Il me paraît bien difficile de ne pas tenir compte de cette histoire, si l'on désire connaître la signification des Corés. Ces porteuses du chitôn et de l'himation qui, au nombre d'une cinquantaine, furent placées dans l'Hécatompédon en de telles circonstances, je me figure que les Athéniens les dédiaient, comme une dette religieuse, aux deux divinités du sanctuaire vénérable, Athèna Polias et Érechthée. Ces deux divinités étaient privées de l'offrande épidaurienne, parce que les Athéniens n'avaient pas su reprendre aux Eginètes les statues d'olivier. Ce n'était pas aux deux divinités athéniennes d'en souffrir. Et on leur consacrait, comme une redevance expiatoire, ces Corés de marbre dont le costume attestait un pieux repentir.

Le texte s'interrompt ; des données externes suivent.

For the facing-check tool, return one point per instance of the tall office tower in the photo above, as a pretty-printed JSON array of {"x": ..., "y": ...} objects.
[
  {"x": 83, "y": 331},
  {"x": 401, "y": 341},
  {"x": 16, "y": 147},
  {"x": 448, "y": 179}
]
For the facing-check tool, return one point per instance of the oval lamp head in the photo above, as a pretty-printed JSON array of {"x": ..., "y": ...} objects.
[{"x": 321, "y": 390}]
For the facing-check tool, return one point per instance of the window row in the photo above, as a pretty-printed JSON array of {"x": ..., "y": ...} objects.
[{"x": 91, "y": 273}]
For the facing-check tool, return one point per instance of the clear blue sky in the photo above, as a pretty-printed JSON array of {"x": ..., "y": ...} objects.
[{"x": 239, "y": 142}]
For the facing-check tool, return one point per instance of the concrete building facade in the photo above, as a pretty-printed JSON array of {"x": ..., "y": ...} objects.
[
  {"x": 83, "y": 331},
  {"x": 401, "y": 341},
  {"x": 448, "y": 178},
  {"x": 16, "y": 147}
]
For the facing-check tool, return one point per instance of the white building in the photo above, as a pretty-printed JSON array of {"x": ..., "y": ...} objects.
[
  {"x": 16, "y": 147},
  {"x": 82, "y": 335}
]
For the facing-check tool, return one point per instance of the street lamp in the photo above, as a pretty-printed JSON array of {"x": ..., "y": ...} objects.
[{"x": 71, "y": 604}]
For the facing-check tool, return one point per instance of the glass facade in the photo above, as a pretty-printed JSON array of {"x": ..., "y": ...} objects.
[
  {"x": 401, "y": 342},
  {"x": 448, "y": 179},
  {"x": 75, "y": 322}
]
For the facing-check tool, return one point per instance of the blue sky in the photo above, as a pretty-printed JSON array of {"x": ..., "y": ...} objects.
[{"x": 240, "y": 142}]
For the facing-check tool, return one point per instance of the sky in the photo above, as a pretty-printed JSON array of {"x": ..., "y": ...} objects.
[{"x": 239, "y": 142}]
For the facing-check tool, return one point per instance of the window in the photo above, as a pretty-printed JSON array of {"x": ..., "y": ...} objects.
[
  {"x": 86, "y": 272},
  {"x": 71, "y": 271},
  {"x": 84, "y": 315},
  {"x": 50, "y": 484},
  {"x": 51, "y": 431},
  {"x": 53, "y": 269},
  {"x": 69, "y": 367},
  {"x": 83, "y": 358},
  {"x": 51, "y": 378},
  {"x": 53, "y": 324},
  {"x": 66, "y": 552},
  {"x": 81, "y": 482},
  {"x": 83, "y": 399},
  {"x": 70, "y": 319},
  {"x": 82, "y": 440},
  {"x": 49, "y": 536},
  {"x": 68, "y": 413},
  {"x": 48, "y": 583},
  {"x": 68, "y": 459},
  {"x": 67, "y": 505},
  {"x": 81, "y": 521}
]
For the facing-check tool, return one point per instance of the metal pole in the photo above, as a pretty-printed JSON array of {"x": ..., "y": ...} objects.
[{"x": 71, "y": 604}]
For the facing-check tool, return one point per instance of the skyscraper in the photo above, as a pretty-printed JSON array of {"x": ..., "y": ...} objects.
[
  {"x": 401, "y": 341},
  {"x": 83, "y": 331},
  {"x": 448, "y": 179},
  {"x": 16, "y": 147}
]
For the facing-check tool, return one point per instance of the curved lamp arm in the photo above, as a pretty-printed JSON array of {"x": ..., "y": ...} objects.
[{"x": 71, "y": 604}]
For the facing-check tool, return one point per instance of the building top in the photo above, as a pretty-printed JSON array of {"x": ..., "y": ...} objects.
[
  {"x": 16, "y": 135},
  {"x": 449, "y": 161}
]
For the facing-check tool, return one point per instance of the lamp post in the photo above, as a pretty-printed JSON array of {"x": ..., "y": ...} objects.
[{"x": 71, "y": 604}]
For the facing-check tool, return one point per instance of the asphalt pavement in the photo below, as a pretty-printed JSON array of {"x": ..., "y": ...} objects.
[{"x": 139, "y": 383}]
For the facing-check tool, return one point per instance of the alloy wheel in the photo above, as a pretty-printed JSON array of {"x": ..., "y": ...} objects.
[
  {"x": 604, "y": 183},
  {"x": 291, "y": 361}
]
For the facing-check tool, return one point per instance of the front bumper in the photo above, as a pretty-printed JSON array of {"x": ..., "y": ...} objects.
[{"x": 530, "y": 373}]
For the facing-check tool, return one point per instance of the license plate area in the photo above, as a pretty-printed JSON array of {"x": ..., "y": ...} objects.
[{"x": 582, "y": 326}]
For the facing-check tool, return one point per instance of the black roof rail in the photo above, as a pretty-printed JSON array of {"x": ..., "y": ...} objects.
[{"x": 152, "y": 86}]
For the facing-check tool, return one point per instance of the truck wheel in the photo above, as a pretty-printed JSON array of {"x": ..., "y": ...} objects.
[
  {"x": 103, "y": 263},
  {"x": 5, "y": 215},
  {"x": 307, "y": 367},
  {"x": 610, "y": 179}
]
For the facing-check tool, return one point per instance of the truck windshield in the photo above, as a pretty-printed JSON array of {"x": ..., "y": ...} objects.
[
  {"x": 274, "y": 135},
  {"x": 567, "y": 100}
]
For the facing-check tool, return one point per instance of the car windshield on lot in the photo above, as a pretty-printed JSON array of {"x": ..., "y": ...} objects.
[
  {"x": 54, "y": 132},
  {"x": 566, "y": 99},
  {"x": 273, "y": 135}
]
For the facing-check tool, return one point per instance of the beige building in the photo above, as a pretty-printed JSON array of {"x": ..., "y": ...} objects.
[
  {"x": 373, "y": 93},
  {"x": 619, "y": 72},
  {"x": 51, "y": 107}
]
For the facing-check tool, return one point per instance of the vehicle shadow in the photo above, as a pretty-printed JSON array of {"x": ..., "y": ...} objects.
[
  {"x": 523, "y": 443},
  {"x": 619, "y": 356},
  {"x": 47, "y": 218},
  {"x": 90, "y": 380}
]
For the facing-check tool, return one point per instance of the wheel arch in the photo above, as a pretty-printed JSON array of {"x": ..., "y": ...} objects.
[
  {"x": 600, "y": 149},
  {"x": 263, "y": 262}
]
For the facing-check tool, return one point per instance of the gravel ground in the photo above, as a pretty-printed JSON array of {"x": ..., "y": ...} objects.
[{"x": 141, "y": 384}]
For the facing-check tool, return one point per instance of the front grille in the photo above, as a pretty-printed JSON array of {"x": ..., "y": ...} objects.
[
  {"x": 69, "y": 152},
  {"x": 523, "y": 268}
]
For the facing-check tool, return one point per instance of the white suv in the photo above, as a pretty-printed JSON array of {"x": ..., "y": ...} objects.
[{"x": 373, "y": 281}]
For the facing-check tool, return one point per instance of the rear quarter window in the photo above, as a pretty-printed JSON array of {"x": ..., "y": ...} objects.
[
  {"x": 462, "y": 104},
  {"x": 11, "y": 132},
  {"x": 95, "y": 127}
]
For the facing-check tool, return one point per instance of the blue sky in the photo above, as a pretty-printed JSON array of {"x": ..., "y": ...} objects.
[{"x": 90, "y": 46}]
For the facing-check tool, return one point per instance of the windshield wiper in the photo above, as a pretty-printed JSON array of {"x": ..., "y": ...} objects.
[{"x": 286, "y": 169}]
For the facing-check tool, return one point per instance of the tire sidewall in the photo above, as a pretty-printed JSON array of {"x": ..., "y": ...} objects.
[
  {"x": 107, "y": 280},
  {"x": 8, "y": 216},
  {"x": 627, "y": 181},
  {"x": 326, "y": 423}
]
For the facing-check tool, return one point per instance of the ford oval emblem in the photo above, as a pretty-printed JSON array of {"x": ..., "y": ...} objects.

Telle est, si je ne me trompe, la signification des Corés archaïques.

Et alors, admirons leur sourire; admirons leur coquetterie adorable. En vérité, l'on ne dirait pas que ces Athéniennes charmantes fussent humiliées par les fatuités arrogantes des Argiennes et des Éginètes. Même, on pourrait, à cause de cela, révoquer en doute et l'anecdote d'Hérodote et les conclusions que j'en tire. Mais, au contraire, il me semble que leur attitude et leur façon d'être concordent parfaitement avec les ripostes que faisait, dans les cas embarrassans, l'orgueil des cités grecques. Sur la voie sacrée de Delphes, une cité victorieuse dressait un ex-voto superbe ; les autres cités avaient l'air d'accepter l'offense ; elles attendaient leur jour et alors bâtissaient, devant le trophée du rival, un monument plus élevé, plus riche et plus beau. Pareillement, les Corés ne refusent pas le costume qu'on leur a infligé ; elles ne refusent pas non plus d'acquitter, auprès d' Athèna Polias et d'Érechthée, la dette des Argiens. Seulement, leur réplique, c'est leur évidente beauté.